Ulus devletlerin aciz kaldığı bu atmosferde fert fert her müslümana çok büyük sorumluluklar düşüyor. Kimin ne yaptığı ya da nerede durduğuna bakmaksızın yarın mahşerde vereceğimiz hesabın derdiyle boykotta ısrarcı olacağız.
Satın aldığımız ürünlerle Gazzeli kardeşlerimize karşı silah ya da bomba olmayacağız. Kahvelerin içmeyecek, temizlik malzemelerini kullanmayacak, ürünlerini satmayacak, satın almayacağız.
Hem Gazze’nin hem de ümmetin kurtuluşunun anahtarının Efendimizin’in (sav) şu uyarılarda saklı olduğunu aklımızdan hiç çıkartmayalım : “Ümmetim dünyayı gözlerinde büyüttükleri zaman kendilerinden İslâm’ın heybeti çekilip alınır. Emr-i bi’l ma’ruf ve nehy-i ani’l münkeri terkettiklerinde, vahyin bereketi kendilerine haram kılınır. Birbirlerine sövmeye (küfretmeye) başladıklarında Allah’ın (cc) katında hiçbir değerleri kalmaz”.

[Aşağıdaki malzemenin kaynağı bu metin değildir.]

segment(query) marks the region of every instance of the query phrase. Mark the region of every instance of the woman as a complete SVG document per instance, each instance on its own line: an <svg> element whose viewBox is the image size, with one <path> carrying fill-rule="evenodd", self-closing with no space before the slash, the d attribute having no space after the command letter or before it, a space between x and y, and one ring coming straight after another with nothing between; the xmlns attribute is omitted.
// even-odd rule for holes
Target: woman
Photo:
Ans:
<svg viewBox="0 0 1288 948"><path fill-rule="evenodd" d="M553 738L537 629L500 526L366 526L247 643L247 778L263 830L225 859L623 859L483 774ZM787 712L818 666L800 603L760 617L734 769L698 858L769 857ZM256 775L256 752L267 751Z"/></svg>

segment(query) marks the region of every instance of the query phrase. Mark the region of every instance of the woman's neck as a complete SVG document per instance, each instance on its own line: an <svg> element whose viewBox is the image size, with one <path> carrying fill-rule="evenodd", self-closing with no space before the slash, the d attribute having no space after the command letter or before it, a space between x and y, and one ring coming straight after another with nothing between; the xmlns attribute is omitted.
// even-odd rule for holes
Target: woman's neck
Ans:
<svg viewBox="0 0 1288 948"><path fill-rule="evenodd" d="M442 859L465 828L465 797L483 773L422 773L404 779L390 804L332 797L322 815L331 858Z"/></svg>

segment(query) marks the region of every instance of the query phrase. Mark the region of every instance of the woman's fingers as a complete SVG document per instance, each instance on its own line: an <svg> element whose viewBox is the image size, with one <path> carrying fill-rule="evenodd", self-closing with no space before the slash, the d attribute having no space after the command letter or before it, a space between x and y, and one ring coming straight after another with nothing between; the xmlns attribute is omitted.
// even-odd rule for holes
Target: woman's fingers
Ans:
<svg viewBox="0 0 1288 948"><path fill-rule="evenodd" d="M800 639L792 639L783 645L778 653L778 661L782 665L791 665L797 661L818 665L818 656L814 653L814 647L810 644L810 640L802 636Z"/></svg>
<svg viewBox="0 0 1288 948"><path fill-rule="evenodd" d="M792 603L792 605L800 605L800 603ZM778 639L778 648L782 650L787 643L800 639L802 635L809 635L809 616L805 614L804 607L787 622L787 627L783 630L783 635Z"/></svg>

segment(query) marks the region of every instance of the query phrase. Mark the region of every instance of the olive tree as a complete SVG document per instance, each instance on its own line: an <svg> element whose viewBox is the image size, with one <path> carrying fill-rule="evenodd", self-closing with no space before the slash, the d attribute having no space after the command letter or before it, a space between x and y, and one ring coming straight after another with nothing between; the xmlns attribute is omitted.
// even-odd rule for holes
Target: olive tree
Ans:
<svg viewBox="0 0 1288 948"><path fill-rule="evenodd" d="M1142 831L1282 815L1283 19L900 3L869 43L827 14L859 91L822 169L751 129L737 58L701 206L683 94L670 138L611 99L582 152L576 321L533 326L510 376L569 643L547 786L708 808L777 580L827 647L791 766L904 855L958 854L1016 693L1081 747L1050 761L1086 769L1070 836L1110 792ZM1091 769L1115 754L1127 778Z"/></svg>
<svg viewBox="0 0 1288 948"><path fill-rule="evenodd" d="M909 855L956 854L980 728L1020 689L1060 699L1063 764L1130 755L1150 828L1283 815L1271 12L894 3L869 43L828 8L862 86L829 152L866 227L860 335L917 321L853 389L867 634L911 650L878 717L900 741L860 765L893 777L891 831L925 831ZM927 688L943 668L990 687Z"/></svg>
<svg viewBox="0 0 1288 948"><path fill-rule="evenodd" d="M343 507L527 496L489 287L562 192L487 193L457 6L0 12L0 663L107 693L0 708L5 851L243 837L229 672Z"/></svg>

Biz emrolunduğumuz gibi dosdoğru olmayı becerebildiğimiz gün, başta Filistin ve Doğu Türkistan olmak üzere zulme maruz kalan müslümanların özgürlüğüne kavuştuğu gün olacaktır.
Katılımınız için hepinize teşekkür ediyor, bütün insanların akıl, nesil, can, mal ve din emniyetlerinin sağlandığı bir dünyada buluşmak ümidi ve duasıyla basın açıklamamamızı sonlandırıyoruz."